Orion Health is a New Zealand company, and works closely with healthcare organisations in its home country. One of its oldest and biggest customers is Southern Cross Healthcare, which is New Zealand’s largest private healthcare provider.

Carey Campbell, director of nursing, explained that Southern Cross Healthcare works with partners and has ten wholly owned hospitals across the country. Cheekily, she told the UK and Ireland Customer Conference 2022 in Bristol that its newest facility is in a beautiful site, looking over a mountain: “and a great place to work if any of you are looking for a new venture.”

Ten years ago, however, it had no electronic medical record. It had a patient administration system that linked to a national database of allergies and alerts. Luckily, Carey said, there were some visionary IT people, who not only had a vision for an electronic patient record, but picked Orion Health to do it.

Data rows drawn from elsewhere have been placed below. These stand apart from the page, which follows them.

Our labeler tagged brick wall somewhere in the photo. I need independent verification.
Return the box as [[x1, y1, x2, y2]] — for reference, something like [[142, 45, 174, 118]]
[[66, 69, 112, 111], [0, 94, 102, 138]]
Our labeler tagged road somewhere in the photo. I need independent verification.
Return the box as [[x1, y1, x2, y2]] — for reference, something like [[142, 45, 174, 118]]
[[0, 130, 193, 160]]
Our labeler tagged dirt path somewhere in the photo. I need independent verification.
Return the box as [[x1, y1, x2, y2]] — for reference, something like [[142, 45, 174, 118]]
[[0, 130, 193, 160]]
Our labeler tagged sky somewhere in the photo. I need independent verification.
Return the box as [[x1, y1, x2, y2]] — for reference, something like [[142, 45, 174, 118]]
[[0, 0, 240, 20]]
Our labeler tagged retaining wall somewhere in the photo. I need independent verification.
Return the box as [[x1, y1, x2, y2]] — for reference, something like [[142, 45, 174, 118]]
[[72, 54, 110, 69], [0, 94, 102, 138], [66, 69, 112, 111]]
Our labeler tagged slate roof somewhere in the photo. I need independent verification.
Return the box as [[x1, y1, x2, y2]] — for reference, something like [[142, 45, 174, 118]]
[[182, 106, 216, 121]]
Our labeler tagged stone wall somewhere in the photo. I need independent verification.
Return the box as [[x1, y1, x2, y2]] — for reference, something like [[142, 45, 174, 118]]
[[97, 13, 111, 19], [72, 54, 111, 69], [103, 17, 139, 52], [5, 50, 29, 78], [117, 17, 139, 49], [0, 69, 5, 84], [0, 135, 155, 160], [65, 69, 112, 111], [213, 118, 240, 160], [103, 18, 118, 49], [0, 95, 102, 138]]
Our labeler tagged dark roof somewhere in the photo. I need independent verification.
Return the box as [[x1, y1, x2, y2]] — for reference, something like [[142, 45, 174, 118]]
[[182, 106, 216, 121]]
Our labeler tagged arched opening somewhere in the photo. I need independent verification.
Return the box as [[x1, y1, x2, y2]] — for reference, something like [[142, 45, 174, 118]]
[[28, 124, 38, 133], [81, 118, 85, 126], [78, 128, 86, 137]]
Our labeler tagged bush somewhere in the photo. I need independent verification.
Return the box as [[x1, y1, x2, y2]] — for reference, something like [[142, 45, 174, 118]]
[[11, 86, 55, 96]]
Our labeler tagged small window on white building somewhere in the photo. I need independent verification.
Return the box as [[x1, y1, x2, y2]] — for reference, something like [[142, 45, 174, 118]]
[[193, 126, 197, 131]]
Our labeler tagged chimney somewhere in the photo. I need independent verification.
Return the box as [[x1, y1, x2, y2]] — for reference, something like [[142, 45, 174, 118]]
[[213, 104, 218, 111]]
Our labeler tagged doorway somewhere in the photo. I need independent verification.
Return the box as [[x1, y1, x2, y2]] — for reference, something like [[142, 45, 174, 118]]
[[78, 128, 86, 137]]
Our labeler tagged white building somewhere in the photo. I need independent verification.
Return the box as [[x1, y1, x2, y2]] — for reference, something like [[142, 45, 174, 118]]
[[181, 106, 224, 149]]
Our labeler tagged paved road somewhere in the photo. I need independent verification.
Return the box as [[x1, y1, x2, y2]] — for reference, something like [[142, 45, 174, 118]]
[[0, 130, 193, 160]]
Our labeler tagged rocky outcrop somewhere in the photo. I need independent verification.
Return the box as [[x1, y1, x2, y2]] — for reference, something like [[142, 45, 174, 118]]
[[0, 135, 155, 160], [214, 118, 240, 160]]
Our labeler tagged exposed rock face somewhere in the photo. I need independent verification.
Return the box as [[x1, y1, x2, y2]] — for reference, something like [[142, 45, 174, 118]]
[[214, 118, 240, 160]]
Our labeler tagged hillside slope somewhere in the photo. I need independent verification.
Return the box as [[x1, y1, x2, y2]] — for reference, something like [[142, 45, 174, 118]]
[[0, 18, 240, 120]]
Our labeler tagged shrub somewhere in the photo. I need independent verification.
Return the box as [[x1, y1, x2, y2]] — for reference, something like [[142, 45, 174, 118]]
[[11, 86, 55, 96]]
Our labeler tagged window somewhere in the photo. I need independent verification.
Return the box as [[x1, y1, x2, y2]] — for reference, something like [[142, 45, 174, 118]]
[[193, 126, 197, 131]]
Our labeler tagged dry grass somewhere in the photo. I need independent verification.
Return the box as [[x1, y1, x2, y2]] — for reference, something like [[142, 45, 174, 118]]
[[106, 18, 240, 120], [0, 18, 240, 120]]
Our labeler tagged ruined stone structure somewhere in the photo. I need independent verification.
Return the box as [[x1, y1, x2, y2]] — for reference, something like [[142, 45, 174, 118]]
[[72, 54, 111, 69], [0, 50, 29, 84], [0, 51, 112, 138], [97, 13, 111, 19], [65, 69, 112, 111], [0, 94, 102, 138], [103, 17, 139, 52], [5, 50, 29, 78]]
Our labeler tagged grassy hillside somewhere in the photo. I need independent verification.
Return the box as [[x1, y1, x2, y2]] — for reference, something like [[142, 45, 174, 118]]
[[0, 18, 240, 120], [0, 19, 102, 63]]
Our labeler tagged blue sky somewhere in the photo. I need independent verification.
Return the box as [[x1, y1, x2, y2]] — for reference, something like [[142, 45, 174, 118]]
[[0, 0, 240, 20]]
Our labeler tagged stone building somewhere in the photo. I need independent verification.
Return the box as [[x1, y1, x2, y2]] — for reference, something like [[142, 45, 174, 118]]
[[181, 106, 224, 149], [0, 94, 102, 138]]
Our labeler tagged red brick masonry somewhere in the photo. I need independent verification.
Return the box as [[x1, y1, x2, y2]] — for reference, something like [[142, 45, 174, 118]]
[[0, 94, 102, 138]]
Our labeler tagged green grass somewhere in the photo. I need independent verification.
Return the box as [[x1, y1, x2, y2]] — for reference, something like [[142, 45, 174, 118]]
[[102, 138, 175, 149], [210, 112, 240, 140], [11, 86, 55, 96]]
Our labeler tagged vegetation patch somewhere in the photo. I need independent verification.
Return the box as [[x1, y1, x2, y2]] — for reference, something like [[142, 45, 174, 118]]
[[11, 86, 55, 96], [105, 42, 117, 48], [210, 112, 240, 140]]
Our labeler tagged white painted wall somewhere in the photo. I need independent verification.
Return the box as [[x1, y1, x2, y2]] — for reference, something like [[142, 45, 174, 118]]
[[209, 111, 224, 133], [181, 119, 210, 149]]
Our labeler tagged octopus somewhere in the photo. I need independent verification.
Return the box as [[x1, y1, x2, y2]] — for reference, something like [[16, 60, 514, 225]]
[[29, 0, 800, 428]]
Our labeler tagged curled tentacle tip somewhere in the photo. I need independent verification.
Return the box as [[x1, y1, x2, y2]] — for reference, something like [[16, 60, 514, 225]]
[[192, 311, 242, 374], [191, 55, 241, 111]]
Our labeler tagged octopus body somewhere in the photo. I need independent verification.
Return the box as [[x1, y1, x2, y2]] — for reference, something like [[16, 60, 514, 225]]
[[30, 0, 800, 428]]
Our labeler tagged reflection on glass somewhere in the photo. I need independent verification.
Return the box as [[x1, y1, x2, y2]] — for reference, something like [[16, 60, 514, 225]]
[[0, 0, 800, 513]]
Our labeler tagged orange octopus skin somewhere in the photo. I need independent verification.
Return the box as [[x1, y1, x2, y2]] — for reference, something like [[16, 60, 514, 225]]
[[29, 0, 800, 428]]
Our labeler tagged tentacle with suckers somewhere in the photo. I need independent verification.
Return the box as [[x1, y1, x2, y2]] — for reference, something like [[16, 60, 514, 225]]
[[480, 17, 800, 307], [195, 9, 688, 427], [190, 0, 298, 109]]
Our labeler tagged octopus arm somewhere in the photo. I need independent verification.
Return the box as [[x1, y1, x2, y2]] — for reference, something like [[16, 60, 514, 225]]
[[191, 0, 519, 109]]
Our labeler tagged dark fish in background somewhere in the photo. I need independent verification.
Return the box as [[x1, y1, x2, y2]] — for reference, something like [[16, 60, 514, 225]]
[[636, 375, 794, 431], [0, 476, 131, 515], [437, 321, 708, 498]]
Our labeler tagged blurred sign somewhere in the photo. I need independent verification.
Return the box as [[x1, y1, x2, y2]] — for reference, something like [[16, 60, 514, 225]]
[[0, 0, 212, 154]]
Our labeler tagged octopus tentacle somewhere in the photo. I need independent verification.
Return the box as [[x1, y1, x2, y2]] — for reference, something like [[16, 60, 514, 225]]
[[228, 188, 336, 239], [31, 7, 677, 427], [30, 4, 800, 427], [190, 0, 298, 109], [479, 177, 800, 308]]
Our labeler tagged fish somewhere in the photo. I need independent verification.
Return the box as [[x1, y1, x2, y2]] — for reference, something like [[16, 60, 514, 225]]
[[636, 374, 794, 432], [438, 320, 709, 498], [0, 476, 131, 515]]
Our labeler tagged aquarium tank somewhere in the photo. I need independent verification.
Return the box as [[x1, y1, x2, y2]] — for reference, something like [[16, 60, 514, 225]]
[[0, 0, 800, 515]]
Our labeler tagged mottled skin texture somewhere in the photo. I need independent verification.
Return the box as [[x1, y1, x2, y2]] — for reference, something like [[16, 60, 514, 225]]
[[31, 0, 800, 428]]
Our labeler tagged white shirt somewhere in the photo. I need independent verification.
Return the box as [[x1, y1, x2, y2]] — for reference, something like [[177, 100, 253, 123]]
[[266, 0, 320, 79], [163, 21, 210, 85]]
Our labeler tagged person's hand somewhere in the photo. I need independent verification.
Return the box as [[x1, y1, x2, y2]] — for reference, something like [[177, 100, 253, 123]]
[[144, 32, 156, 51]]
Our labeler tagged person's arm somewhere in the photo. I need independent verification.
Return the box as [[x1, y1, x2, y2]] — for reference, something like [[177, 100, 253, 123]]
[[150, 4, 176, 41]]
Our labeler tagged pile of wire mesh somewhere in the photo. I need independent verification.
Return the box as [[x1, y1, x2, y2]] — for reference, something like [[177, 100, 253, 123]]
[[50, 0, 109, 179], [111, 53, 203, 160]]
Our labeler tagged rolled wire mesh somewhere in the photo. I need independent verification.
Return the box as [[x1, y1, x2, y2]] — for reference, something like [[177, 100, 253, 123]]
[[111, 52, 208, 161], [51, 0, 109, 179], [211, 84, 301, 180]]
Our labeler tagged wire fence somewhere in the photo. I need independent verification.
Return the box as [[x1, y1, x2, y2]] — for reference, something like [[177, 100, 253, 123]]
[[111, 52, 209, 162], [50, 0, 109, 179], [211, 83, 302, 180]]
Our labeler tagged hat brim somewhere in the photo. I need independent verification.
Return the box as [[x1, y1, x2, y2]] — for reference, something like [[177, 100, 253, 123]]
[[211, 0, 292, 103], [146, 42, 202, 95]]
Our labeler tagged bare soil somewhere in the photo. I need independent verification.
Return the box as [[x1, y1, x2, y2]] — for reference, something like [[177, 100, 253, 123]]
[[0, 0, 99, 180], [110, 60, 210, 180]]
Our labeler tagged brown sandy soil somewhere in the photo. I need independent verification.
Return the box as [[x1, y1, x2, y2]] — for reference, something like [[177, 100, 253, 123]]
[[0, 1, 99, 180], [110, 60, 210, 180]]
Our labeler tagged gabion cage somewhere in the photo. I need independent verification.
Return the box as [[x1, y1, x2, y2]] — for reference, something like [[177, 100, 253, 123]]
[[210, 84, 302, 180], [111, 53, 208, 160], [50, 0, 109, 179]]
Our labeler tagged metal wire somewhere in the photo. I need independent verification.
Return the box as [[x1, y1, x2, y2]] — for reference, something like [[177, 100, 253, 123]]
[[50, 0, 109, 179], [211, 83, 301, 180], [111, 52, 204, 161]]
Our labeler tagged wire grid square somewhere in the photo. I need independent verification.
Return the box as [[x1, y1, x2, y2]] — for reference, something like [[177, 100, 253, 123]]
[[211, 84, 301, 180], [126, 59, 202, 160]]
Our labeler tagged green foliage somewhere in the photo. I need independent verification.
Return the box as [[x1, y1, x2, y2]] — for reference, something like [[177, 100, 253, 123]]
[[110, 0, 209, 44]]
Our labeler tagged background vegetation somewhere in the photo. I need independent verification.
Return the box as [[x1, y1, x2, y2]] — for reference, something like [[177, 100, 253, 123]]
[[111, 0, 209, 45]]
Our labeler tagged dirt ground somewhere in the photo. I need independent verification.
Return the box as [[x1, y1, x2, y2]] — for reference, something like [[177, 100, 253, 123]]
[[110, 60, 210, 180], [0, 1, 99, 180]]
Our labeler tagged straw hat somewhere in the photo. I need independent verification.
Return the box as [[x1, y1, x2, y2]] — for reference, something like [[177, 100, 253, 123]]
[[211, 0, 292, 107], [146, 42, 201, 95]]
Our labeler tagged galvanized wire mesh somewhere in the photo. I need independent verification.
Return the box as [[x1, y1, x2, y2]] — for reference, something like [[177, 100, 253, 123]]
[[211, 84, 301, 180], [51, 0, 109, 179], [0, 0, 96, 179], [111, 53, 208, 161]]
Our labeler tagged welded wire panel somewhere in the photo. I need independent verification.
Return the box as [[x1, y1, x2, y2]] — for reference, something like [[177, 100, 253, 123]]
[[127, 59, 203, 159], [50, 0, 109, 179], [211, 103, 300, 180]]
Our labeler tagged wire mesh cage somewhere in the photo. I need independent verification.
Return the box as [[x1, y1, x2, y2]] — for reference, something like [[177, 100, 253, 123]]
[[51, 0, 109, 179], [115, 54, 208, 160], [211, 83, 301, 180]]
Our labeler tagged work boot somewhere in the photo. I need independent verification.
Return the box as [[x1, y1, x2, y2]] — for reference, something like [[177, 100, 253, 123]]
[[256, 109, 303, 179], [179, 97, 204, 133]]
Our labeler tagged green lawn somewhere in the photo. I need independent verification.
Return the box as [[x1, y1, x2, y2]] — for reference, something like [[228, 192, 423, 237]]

Carey said they also recognised that implementing an EPR is a business change process – one that changes the way that healthcare is done. Now, 16 hospitals use the system, Clinical Workstation, every day; not just for administration, but for critical clinical functions, such as taking observations and calculating early warning scores. There are whiteboards for managing wards and theatres, and for often overlooked but essential functions, such as ordering food. There are timelines that give clinicians access to critical information, such as the medications that a patient is taking.

Success factors

Carey said the first factors in this success had been that decision to treat implementation as a business change process. The second was to “keep the patient at the centre” of thinking. For example, she said, the EPR has one pre-admission process, instead of different processes for different treatments, which saves time, and makes it easier to populate discharge letters. Throughout, she said, the EPR team and Orion Health had focused on “doing” and not just on viewing information.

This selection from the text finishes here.